Partial answer. At least the weaker result (for separable spaces) is provable in ZFC, if I haven't made a mistake. Here is a slightly more general statement:
Theorem. If $X$ is a nonempty separable metric space with no isolated points, and if $X$ has a dense subspace $Y$ which is completely metrizable, and if $|S|\lt\mathfrak c$, then $X\setminus S$ can be partitioned into $\mathfrak c$ Cantor sets.
Proof. Since $Y$ is a Polish space with no isolated points, every nonempty open subset (in the relative topology) of $Y$ contains a Cantor set, in fact, contains $\mathfrak c$ disjoint Cantor sets. Since $Y$ is separable, at most countably many of those disjoint Cantor sets can have nonempty interiors, and a closed set with empty interior is nowhere dense; so every nonempty open subset of $Y$ contains a Cantor set which is nowhere dense in $Y$. Let $U_0,U_1,U_2,\dots$ be a countable base for $Y$. We can choose pairwise disjoint nowhere dense Cantor sets $A_0,A_1,A_2,\dots$ with $A_n\subseteq U_n$. If we partition each $A_n$ into $\mathfrak c$ Cantor sets, we get a collection $\mathcal B$ of pairwise disjoint Cantor sets such that every nonempty open subset of $Y$ contains $\mathfrak c$ elements of $\mathcal B$. Since $Y$ is dense in $X$, every nonempty open subset of $X$ contains $\mathfrak c$ elements of $\mathcal B$. Moreover, we can assume that each element of $\mathcal B$ is disjoint from $S$.
Fix a well-ordering of $X\setminus S$ in which each point has $\lt\mathfrak c$ predecessors.
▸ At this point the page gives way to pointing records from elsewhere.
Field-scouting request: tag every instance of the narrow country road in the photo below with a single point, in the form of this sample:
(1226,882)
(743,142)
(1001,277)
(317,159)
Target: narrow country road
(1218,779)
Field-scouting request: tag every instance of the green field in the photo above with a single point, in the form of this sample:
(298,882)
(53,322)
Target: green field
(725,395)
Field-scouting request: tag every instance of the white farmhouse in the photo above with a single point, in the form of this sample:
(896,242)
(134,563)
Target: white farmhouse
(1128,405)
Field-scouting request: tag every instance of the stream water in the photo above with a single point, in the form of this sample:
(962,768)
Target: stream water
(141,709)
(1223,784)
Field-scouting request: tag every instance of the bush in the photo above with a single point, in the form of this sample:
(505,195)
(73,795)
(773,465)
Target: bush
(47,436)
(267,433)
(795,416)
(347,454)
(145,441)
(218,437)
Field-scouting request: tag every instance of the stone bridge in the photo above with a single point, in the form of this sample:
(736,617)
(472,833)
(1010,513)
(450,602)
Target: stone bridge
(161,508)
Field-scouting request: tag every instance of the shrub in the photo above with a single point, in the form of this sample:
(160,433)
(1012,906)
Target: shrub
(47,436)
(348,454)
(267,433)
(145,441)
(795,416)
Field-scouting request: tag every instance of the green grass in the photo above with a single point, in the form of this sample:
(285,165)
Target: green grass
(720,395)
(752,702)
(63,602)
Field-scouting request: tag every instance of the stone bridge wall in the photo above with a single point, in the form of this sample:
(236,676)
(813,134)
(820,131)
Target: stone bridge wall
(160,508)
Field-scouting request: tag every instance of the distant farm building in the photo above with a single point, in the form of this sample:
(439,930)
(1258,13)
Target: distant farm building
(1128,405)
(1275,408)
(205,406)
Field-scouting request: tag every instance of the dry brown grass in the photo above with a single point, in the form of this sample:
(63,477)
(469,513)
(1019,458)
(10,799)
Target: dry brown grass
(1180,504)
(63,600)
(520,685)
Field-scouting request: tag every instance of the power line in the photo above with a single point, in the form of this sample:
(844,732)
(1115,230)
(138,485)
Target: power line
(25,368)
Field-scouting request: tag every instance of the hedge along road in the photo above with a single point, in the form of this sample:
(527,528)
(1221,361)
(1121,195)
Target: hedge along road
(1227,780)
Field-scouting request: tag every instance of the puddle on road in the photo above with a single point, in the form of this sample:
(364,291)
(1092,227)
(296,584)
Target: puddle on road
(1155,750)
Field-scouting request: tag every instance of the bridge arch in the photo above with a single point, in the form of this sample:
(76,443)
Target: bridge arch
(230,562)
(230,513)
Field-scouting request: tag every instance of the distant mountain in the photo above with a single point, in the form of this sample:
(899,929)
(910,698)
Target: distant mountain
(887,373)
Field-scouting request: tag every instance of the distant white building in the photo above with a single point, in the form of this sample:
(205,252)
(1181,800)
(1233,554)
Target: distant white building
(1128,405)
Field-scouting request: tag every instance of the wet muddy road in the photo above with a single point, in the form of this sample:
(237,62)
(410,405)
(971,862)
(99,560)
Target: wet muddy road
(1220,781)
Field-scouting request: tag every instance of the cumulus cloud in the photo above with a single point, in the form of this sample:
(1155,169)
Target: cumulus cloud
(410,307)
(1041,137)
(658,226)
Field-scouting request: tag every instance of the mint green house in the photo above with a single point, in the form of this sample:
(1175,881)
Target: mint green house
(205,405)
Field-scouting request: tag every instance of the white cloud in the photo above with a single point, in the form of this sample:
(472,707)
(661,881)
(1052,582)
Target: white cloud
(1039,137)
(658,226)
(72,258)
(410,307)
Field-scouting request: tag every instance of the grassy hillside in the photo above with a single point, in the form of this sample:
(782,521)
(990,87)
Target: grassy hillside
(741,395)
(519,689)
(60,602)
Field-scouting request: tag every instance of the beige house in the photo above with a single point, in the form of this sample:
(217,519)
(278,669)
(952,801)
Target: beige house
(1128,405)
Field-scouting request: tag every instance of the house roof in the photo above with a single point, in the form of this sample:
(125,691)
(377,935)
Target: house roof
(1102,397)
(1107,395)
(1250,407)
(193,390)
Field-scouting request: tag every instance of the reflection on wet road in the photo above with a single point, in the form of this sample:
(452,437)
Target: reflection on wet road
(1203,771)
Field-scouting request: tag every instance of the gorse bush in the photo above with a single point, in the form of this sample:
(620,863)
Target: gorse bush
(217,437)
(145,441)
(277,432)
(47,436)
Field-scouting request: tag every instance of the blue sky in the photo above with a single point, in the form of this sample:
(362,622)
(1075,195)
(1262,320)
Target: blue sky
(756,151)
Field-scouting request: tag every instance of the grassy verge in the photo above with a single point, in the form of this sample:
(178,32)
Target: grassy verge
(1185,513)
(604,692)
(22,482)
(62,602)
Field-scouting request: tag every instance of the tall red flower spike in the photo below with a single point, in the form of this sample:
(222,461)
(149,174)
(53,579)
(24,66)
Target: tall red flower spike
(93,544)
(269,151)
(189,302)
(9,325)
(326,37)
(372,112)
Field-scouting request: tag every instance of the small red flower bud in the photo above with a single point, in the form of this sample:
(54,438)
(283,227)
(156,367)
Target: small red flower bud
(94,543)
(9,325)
We shall recursively construct new Cantor sets $C_x$ indexed by some points $x\in X\setminus S$; each $C_x$ will be the union of $\{x\}$ and countably many elements of $\mathcal B$.
At a certain stage of the construction, $\lt\mathfrak c$ Cantor sets $C_y$ have been constructed, and $x$ is the least point in $X\setminus S$ (with respect to the well-ordering) which is not covered by those sets $C_y$. Choose a sequence of disjoint open sets $V_n$ converging to $x$, that is, each neighborhood of $x$ contains all but finitely many of the $V_n$. For each $n$ choose a Cantor set $B_n\in\{B\in\mathcal B:B\subseteq V_n\}$ which is disjoint from all of the sets $C_y$ already constructed. Finally, let $C_x=\{x\}\cup B_0\cup B_1\cup B_2\cup\cdots$.
We have partitioned $X\setminus S$ into Cantor sets $C_x$.
Corollary. A nonempty Polish space with no isolated points can be partitioned into $\mathfrak c$ Cantor sets.